Parallel Writing Support for H5MDWriter

yuxuanzhuang commented 3 years ago

Is your feature request related to a problem?

Related to #3231, I have been struggling to find the best way to save the processed (i.e. unwrapped, centered, aligned by on-the-fly transformations) trajectories. The bottleneck of it should be the long processing time for each timestep (with or without transformation I think?) as opposed to the overall I/O limit even when I am processing and saving all the trajectories in parallel.

Describe the solution you'd like

Utilizing the writing in parallel functionality of h5py(https://docs.h5py.org/en/stable/mpi.html) to save each trajectory. I have started to test it a little bit on this matter today with the following snippet

# write.py
from mpi4py import MPI
import h5py

num_processes = MPI.COMM_WORLD.size
rank = MPI.COMM_WORLD.rank  

n_slices = num_processes

import MDAnalysis as mda
from pmda.util import make_balanced_slices

# 92338 frames
# 6951 atoms
u = mda.Universe('start.pdb', 'md.xtc')

slices = make_balanced_slices(u.trajectory.n_frames, n_slices)

f = h5py.File('test.hdf5', 'w', driver='mpio', comm=MPI.COMM_WORLD)

dset = f.create_dataset('positions', (u.trajectory.n_frames, u.atoms.n_atoms, 3), dtype='f')

for i, traj_slice in enumerate(slices):
    if i % num_processes == rank:
        for ts in u.trajectory[traj_slice]:
            data = u.atoms.positions
            dset[ts.frame] = data

f.close()

With a 64 thread CPU, mpiexec --oversubscribe -n 64 python write.py 1 mins 5s

mpiexec --oversubscribe -n 32 python write.py 1 mins 30s

mpiexec --oversubscribe -n 16 python write.py 2 mins 30s

The disk I/O is capped at ~5 MB/s for every single thread no matter how many threads (1-32) are used.
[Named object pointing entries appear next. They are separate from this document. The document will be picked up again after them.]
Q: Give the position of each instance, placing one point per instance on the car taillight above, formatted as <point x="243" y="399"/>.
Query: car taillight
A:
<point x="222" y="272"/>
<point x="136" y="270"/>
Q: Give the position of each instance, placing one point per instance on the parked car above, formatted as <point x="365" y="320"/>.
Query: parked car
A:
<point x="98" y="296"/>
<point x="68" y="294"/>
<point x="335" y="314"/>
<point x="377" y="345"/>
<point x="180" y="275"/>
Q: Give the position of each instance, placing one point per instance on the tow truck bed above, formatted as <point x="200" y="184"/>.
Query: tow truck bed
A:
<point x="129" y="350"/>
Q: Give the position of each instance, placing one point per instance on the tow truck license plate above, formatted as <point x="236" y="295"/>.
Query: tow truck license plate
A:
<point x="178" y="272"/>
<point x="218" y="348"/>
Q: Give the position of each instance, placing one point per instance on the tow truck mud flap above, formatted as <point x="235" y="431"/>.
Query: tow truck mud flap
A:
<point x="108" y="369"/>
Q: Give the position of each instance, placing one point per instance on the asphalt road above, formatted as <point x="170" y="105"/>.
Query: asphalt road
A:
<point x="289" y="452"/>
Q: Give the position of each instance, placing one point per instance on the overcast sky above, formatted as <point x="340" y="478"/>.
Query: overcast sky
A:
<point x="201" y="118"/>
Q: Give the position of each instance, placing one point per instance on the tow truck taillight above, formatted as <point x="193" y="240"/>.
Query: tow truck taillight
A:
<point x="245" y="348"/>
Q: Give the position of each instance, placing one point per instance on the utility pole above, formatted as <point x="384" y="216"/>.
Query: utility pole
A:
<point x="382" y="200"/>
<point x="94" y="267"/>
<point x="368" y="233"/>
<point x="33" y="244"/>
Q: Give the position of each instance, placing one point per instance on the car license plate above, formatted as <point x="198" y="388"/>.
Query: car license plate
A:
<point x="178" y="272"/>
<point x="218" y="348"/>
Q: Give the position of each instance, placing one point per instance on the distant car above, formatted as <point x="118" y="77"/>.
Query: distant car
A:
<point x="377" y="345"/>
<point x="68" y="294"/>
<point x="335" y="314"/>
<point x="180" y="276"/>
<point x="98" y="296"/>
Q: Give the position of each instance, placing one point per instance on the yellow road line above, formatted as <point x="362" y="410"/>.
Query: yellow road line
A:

I guess the tricky part is how to implement it into H5MDWriter which currently doesn't support mpio driver. (@edisj )

Describe alternatives you've considered

Maybe use some sort of machinery to buffer process/load the next few frames into memory using extra cores---which should be generic for all formats.

IAlibay commented 3 years ago

I'm going to ping @orbeckst and @edisj here whom I think were thinking about this too?

edit: didn't see you had tagged them already :P

orbeckst commented 3 years ago

@edisj was working on parallel writing. It wasn't entirely clear to us how this should work in the context of MDAnalysis but perhaps @edisj could quickly summarize where his efforts were and what the current roadblock was?

Somewhat related: parallel reading #2865 (I think that's stuck on how to serialize the MPI communicator)

orbeckst commented 3 years ago

@yuxuanzhuang what file system are you doing the writing on?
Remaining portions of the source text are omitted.